One of the best things about synod meetings is chatting with old or new friends over meals or on walks between buildings. And one of the most interesting conversations for me this year at Synod Nyack 2012 was a brief discussion about writers with Rev. Leo DeVos, the fraternal delegate from the Reformed Churches of New Zealand (RCNZed).
He and I had each recently visited Wheaton College, and I talked about the fascinating objects and books housed in the Marion E. Wade Center (including the desks of J.R.R. Tolkien and C.S. Lewis, Dorothy Sayers’ eyeglasses, and much more).
Sayers is probably my favorite mystery author. In fact, I would have said “favorite” without any qualifiers a week ago, but that was before I read my first book by Ngaio Marsh, recommended by Rev. DeVos. Now I’m not so sure; Marsh’s literary quality equals Sayers and surpasses Agatha Christie’s, while her writing seems more accessible than either.

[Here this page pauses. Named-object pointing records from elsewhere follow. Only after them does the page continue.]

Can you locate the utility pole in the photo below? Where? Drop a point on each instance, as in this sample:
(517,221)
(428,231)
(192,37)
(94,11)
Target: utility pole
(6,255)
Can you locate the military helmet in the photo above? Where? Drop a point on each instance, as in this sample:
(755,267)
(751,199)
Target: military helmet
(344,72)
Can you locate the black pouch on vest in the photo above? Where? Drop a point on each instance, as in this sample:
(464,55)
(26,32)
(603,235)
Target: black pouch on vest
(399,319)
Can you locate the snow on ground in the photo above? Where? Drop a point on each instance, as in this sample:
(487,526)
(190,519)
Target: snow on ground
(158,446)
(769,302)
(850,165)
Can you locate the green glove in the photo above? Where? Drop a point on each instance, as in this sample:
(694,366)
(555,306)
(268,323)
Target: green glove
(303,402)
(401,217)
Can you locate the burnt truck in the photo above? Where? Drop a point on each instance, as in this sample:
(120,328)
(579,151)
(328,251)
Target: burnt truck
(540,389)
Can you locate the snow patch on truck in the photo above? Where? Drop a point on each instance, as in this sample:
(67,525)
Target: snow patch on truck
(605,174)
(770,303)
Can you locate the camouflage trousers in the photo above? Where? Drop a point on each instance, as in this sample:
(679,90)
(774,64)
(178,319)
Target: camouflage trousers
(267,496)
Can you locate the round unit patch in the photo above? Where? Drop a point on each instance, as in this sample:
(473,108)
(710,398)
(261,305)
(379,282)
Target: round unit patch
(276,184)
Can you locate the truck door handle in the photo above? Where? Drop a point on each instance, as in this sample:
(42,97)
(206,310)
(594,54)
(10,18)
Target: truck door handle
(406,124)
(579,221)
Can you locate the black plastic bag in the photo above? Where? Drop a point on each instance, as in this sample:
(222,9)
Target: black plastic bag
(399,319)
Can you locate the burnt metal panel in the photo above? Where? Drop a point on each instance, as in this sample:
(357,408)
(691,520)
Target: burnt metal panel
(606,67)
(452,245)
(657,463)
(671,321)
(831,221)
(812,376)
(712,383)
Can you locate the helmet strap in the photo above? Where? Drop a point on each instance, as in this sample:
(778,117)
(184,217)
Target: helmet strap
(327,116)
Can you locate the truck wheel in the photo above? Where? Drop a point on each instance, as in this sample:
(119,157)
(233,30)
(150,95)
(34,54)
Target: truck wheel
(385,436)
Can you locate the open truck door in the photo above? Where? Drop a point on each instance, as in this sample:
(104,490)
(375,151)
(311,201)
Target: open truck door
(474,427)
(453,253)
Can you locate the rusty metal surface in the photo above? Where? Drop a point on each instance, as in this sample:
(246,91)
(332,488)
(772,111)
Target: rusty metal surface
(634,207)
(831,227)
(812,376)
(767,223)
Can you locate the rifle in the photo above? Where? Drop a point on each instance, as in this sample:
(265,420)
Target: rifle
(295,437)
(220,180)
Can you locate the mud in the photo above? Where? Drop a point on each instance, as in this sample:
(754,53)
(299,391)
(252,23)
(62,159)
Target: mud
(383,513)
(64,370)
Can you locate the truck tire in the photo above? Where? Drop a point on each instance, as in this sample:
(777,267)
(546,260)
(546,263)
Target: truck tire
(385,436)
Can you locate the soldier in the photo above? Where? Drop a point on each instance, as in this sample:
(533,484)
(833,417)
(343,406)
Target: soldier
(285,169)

Since I’ve read only one of Marsh’s books, Died in the Wool, my opinion may change. But I’m eager to discover if my first impressions are confirmed by further reading.
Born in Christchurch, New Zealand, as Edith Ngaio Marsh, she chose to write as “Ngaio,” a Maori word that means “light reflecting on water.” With Dorothy Sayers, Agatha Christie, and Margery Allingham, she’s know as one of the “Queens of Crime.” The home in Christchurch were she lived for 77 years survived recent earthquakes and remains open to visitors.
Summer is prime time for mystery reading in my mind. I’ve long been a big fan of British cozies. Ever since I was in high school, I’ve used the summer months for light reading, primarily mysteries. My definition of summer vacation is reading a mystery while sitting on the front porch swing, as its gentle motion matches an undulating breeze and white clouds float in a bright blue sky above vivid green grass.
What’s your favorite summer reading? When and where do you like to read mysteries?